22 June 2009

At its meeting on 22 June 2009, the Monetary Council reviewed the latest economic and financial developments and voted to maintain the central bank base rate at 9.50%.

The Monetary Council continues to judge that the Hungarian economy is undergoing a severe downturn this year. Inflation is likely to rise sharply over the short term due to the indirect tax increases; however, it may be close to target on the horizon relevant for monetary policy.

Data released over the past month show that value added fell across all goods producing sectors in 2009 Q1. The weakness of industries producing for the domestic market also played a role in the decline in output, in addition to the deterioration in the performance of the export sector. Households have cut back their spending recently, in response to the further tightening in credit conditions and the adjustment in wages and employment in the labour market, which, in turn, has contributed to a reduction in the country’s external financing requirement. Nevertheless, the Hungarian economy continues to face difficult external demand conditions. Although business confidence indices in the country’s export markets show some signs of improvement, economic activity in Europe is unlikely to recover rapidly. Given this outlook, the Hungarian economy is only expected to recover convincingly in 2011.

Over the past two months, inflation has remained above the 3% inflation target, mainly reflecting one-off factors, and it is expected to increase substantially further from the second half of the year, due to the change in indirect taxes. The weaker exchange rate compared with the average of previous years has not yet passed through fully into domestic prices; however, the decline in demand may mitigate the possible future effects of depreciation. Overall, inflation may settle below the target over the horizon relevant for monetary policy, due to the prolonged weakness of domestic demand.

The increase in investors’ appetite for risk around the world and the improvement in sentiment towards the economies of Central and Eastern Europe in the spring have been largely sustained over the past month. However, Hungary’s dependence on foreign funding and the ongoing strains in domestic financial markets call for caution in the conduct of monetary policy.

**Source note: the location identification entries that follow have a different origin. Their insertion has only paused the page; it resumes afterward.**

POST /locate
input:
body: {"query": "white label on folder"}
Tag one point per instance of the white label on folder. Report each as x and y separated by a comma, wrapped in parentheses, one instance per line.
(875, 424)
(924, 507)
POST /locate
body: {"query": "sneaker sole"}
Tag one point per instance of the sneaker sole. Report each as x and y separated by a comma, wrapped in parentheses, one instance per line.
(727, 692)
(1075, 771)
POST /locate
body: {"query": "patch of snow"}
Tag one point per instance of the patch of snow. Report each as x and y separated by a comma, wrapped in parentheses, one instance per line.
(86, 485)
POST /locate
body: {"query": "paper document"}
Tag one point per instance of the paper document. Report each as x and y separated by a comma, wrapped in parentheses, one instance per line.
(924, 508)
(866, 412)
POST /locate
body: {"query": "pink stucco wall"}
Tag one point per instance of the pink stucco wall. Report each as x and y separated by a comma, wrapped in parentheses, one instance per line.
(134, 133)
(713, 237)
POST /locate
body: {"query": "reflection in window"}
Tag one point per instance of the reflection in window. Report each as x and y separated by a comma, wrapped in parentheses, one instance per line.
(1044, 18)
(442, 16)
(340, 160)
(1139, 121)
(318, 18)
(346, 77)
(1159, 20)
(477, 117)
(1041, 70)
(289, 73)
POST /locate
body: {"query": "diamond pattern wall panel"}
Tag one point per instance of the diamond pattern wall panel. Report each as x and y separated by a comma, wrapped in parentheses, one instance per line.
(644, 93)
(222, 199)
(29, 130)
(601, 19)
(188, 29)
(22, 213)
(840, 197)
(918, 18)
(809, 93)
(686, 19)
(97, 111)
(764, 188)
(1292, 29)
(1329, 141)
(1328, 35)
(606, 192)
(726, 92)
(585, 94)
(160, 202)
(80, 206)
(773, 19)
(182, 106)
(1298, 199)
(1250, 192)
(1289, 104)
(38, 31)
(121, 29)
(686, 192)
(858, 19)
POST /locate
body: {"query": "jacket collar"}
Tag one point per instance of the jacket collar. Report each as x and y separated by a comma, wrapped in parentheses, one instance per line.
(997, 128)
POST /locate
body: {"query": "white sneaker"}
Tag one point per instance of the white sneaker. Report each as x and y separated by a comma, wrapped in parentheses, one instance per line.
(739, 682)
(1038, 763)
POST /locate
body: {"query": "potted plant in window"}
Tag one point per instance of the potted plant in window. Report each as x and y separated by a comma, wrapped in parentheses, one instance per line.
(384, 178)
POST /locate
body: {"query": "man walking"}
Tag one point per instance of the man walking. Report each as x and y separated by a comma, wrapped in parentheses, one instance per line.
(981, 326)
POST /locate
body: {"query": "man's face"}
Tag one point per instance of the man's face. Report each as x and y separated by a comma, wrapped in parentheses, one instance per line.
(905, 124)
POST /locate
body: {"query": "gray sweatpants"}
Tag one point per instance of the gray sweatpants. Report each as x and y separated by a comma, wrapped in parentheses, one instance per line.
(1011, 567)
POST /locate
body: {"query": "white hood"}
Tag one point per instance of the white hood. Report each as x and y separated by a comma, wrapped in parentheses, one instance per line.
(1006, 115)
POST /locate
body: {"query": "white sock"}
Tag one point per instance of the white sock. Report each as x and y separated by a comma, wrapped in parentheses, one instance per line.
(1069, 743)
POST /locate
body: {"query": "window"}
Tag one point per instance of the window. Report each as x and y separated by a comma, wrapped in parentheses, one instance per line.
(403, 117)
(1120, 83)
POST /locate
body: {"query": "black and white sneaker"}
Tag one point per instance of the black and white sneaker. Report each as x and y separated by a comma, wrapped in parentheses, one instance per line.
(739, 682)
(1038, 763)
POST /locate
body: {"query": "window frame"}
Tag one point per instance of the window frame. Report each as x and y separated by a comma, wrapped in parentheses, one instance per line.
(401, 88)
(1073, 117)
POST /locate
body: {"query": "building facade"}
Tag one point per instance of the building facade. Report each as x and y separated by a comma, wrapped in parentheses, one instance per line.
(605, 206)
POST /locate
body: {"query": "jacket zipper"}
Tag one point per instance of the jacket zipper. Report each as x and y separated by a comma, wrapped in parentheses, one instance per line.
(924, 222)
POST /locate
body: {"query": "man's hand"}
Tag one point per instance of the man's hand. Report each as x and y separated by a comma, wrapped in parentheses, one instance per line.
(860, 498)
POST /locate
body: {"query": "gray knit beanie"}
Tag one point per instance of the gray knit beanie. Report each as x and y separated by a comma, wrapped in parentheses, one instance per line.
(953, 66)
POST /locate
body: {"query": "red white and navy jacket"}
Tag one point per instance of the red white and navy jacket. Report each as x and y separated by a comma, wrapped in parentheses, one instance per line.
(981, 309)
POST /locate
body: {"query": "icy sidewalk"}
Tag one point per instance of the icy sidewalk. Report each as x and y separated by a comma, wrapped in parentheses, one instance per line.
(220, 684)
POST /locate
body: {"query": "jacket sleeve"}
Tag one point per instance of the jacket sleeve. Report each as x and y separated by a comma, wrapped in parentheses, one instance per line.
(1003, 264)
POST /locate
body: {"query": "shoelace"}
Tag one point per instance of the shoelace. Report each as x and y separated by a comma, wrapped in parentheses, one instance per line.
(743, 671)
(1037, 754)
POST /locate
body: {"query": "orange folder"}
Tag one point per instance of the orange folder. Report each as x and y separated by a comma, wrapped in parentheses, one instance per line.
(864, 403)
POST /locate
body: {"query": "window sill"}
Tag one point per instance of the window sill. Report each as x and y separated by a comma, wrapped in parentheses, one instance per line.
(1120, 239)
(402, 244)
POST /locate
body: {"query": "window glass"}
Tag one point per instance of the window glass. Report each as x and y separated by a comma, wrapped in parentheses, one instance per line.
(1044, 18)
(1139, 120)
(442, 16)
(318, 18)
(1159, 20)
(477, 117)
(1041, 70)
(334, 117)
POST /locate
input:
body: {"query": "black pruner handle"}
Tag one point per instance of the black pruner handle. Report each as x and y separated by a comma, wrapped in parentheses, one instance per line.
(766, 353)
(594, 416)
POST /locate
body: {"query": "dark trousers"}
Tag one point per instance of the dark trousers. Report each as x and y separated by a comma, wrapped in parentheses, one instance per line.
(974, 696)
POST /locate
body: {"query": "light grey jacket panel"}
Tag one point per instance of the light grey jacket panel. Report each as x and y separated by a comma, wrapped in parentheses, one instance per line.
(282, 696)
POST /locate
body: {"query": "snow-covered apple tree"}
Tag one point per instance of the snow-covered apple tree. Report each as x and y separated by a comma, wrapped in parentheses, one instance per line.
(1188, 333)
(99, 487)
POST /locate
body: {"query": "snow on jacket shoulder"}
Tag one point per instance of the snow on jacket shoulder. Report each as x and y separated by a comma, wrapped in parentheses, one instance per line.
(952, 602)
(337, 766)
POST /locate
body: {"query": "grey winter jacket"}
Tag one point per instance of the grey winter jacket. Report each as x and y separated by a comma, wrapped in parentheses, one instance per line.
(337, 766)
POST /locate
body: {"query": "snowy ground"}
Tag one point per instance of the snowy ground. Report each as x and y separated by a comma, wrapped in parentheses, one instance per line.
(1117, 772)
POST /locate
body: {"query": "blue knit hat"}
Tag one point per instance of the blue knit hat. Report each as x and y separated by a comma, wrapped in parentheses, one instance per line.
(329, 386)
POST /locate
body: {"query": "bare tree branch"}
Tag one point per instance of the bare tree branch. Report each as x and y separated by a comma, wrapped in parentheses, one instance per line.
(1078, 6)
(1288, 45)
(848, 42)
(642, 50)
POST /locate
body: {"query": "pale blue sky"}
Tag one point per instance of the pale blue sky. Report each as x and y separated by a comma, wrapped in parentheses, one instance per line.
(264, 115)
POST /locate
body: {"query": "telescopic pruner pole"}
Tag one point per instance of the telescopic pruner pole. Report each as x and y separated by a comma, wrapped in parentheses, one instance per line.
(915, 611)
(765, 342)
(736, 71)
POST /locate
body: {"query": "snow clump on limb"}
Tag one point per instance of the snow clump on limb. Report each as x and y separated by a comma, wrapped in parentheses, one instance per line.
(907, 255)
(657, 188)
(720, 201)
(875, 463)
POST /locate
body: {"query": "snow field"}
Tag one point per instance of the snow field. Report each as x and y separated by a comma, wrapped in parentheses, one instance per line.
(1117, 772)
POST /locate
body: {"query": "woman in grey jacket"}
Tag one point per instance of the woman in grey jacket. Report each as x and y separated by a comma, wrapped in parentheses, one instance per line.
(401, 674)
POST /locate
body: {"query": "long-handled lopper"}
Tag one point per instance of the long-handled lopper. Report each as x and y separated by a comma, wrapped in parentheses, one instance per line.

The Monetary Council took its decision to leave interest rates unchanged after considering the outlook for the real economy and inflation as well as the latest financial market developments. The central bank base rate may be reduced, if the recent improvement in risk sentiment is sustained.

The abridged minutes of today’s Council meeting will be published at 2 p.m. on 17 July 2009, in line with the release schedule announced earlier. However, the release schedule for the minutes of the Monetary Council’s rate-setting meetings will change from August 2009. From that date the minutes will be published two working days earlier, on the third working day of the week. The modified publication dates for 2009 Q2 can be downloaded from the Council’s meeting calendar.